India’s leading flexible packaging organisation Uflex found it hard to cope with the its rapid international growth. To better prepare themselves, Uflex implemented an L&D plan that prioritised the development of their employees. The plan was carried out in 4 steps as listed below:
- Step 1: Uflex began by identifying the 4 key stakeholders in the organisation and ensuring that the organisation understands the L&D process and see the value in it to grow its capabilities and how it benefits them.
- Step 2: The learning and development program design was created using the ADDIE model that focuses on analysis, design, development, implementation, and evaluation. The programs were developed based on the stakeholders to ensure that each program was specifically catered to that group.
- Step 3: The organisation’s L&D plan did not have a specific end-goal as they wanted the plan and its content to be reviewed regularly based on the feedback of employees. To measure the impact of the L&D plan, the Kirkpatrick model was used.

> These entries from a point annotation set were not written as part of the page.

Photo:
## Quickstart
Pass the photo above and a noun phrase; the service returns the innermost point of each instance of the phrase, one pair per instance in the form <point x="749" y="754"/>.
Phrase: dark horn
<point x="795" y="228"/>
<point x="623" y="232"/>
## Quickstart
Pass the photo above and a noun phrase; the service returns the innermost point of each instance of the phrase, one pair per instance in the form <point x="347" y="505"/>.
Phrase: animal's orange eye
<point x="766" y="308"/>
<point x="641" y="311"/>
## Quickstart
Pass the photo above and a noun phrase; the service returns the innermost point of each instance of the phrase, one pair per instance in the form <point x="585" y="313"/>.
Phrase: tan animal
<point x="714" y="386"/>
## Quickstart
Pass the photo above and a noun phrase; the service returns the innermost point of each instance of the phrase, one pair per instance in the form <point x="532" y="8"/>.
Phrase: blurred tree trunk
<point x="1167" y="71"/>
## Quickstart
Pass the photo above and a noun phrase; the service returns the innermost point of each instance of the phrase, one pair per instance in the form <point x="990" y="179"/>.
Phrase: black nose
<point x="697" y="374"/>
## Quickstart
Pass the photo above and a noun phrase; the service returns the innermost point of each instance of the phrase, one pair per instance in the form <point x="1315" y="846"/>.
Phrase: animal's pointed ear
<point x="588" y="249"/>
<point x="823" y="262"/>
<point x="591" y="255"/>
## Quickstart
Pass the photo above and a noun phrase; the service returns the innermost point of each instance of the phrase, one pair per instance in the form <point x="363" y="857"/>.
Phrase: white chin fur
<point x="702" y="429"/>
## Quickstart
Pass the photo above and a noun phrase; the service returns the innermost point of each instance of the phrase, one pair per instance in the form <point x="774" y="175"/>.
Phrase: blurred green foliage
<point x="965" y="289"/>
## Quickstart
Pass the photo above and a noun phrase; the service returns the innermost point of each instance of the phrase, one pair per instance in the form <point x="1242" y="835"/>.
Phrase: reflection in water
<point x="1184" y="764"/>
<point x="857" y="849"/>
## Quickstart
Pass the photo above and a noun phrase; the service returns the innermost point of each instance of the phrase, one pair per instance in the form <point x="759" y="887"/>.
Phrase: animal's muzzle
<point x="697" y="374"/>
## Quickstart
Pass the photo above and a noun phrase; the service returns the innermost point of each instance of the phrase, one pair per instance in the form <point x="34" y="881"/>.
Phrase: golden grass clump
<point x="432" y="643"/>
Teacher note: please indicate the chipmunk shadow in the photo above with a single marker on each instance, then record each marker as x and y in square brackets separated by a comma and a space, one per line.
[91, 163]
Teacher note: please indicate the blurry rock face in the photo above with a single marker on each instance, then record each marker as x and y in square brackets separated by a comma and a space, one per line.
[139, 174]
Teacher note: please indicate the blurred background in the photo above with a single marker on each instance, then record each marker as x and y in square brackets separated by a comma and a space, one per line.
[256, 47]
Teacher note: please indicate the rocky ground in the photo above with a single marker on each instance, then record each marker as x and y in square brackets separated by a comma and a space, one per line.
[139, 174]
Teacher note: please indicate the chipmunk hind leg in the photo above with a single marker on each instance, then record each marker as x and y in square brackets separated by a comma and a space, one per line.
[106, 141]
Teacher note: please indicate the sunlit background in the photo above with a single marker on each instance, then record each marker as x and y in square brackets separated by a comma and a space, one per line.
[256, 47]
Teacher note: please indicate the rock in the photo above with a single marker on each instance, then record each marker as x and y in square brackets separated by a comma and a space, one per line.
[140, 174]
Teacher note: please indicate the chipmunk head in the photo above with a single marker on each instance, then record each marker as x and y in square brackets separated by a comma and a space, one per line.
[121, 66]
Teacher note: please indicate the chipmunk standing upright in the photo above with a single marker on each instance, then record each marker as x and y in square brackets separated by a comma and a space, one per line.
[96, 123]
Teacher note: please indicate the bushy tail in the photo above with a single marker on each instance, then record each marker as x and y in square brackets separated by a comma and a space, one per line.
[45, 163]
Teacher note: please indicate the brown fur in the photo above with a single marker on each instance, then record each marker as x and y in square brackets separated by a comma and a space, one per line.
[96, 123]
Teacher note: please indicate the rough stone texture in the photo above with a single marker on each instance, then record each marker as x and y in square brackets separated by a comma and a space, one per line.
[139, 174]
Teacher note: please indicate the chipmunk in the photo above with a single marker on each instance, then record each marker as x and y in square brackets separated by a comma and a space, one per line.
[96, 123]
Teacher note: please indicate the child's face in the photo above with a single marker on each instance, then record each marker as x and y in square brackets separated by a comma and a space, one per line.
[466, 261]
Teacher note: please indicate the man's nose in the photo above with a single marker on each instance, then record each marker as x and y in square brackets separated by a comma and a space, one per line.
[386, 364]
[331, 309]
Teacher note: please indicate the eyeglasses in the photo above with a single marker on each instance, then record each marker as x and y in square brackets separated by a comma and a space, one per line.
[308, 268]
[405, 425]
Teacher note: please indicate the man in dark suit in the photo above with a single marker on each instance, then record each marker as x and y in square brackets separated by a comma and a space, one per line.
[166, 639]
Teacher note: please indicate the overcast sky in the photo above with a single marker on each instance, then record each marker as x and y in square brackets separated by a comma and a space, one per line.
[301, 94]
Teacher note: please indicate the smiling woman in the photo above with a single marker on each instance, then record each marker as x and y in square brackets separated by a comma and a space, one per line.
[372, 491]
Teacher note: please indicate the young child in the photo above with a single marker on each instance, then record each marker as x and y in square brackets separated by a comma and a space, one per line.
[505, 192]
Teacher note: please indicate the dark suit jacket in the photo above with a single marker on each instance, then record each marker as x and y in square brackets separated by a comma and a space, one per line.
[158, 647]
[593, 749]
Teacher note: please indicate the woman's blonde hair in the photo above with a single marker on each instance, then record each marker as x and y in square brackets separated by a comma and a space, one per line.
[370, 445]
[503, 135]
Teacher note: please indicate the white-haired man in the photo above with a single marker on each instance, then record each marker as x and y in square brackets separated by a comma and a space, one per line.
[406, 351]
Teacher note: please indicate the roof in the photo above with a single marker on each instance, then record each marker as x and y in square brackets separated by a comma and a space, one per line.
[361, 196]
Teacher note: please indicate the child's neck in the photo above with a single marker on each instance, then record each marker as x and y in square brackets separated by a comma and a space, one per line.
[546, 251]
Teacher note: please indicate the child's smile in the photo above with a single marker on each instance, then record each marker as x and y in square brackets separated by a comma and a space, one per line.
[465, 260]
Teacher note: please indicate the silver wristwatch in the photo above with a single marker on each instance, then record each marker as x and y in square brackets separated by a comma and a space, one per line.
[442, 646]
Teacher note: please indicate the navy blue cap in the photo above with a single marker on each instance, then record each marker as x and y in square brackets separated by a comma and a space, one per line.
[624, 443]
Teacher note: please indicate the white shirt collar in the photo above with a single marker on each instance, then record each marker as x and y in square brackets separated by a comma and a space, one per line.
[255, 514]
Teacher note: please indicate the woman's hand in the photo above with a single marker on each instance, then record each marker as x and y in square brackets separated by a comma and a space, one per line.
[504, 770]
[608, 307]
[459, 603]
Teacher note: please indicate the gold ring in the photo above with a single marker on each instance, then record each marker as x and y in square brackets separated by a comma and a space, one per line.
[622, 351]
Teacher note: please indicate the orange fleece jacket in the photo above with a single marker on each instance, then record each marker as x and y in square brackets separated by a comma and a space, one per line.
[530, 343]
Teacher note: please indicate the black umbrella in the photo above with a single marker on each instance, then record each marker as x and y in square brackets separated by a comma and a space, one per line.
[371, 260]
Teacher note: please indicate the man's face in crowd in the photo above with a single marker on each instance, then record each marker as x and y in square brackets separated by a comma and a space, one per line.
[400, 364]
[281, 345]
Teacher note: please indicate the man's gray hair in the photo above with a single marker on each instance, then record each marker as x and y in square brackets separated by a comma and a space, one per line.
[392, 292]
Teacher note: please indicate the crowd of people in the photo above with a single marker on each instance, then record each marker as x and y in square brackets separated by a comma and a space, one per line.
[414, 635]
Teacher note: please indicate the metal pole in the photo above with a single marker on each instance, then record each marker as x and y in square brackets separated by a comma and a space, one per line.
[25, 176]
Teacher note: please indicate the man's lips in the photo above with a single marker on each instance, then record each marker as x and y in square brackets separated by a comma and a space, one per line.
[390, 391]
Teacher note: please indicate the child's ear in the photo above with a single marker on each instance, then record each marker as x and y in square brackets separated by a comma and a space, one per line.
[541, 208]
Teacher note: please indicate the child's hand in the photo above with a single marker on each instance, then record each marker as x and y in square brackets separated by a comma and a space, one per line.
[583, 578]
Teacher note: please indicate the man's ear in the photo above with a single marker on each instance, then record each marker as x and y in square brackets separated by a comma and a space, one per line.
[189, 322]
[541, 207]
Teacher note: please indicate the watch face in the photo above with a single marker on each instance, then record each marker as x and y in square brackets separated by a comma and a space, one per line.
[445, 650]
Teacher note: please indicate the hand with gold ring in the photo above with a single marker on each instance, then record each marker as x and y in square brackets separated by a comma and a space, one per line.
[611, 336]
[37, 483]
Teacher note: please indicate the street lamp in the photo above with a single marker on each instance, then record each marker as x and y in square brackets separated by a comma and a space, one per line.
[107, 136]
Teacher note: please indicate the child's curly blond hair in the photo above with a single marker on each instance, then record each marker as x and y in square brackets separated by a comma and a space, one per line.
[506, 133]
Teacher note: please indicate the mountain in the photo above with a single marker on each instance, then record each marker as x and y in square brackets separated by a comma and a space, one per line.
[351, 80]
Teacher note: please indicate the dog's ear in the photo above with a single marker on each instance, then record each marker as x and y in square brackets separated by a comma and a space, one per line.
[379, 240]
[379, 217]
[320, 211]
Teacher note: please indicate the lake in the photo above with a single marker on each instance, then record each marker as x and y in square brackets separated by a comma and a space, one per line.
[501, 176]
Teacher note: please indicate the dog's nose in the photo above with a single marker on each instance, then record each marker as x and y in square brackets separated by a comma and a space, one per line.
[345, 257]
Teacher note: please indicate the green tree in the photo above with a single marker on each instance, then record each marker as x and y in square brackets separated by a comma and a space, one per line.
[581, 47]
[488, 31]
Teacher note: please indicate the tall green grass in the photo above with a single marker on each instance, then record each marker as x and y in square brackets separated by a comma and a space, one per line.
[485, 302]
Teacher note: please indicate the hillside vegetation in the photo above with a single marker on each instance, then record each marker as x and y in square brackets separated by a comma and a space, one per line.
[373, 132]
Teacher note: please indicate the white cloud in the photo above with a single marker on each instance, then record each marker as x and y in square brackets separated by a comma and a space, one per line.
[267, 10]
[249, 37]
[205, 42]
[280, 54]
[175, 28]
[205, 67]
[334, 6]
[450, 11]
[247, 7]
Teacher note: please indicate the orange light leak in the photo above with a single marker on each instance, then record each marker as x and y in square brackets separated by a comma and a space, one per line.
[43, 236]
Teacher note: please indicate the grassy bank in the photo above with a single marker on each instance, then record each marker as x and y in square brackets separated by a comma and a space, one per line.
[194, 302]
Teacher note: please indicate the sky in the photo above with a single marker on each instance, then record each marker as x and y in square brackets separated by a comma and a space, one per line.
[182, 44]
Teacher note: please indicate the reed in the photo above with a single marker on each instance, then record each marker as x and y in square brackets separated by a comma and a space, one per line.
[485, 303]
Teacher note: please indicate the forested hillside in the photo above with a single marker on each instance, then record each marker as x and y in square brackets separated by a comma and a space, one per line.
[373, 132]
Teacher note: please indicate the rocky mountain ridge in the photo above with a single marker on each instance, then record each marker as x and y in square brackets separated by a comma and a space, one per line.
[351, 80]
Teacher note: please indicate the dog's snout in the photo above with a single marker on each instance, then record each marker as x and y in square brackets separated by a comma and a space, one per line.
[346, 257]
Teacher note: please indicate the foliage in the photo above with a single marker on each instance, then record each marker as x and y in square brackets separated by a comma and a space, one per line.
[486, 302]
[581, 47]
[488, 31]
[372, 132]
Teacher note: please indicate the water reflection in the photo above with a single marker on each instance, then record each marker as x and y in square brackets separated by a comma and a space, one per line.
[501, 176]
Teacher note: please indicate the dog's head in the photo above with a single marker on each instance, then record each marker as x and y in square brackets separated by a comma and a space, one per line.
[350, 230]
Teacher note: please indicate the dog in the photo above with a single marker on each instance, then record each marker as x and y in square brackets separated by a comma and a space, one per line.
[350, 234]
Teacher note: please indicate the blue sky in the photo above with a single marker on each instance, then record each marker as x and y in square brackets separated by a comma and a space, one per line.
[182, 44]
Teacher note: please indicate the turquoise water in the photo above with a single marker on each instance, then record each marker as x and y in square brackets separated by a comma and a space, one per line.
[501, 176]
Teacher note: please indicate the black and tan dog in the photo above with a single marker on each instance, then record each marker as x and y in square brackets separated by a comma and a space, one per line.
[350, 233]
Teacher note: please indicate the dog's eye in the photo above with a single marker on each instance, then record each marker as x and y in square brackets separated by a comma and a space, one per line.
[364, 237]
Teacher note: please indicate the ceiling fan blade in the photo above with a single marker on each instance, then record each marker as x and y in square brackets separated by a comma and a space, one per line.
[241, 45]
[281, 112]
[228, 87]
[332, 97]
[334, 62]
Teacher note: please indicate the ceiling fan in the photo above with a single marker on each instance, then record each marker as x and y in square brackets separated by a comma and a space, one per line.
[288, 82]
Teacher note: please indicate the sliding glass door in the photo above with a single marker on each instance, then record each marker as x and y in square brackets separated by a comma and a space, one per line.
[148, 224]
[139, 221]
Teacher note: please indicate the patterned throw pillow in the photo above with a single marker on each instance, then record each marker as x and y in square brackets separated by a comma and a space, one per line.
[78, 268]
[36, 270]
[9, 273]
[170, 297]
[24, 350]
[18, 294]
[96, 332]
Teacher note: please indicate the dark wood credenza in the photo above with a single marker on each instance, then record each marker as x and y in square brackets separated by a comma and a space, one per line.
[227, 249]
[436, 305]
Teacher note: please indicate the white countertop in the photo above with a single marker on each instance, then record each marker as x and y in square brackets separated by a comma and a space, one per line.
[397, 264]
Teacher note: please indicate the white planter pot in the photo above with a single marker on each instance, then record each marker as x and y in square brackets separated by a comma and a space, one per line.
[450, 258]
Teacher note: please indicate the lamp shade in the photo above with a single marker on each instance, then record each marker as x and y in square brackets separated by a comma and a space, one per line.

- Step 4: To better visualise and measure the impact of their L&D plan, the organisation implemented metrics that will better measure the ROIs that they have defined at the start of their L&D process.
Uflex’s L&D implementation benefited the organisation immensely. Their production delta increased by 20% and they were able to reduce conversion costs by 40% in a span of 3 to 4 years. Their growth after L&D implementation has resulted in the organisation making learning and development a top priority.
- Learning and Development plans help motivate current staff members to develop individual skills, keep staff retention levels high, and improve employer branding.
- Concepts and trends of L&D include upskilling/reskilling, measurement of impact, cloud-based platforms, mentor-mentee matching, and eLearning.
- The 70:20:10 model is a good framework to follow when implementing L&D.
- Ways to implement L&D in organisations include knowledge management systems, learning management systems, microlearning, mobile learning, gamification, course authoring, collaborative learning, and blended learning
- Some challenges that organisations face when implementing L&D plans include training in a hybrid workplace, a lack of technical expertise and in-house IT, difficulty in keeping participants engaged, ineffective learning processes, and a limited training budget.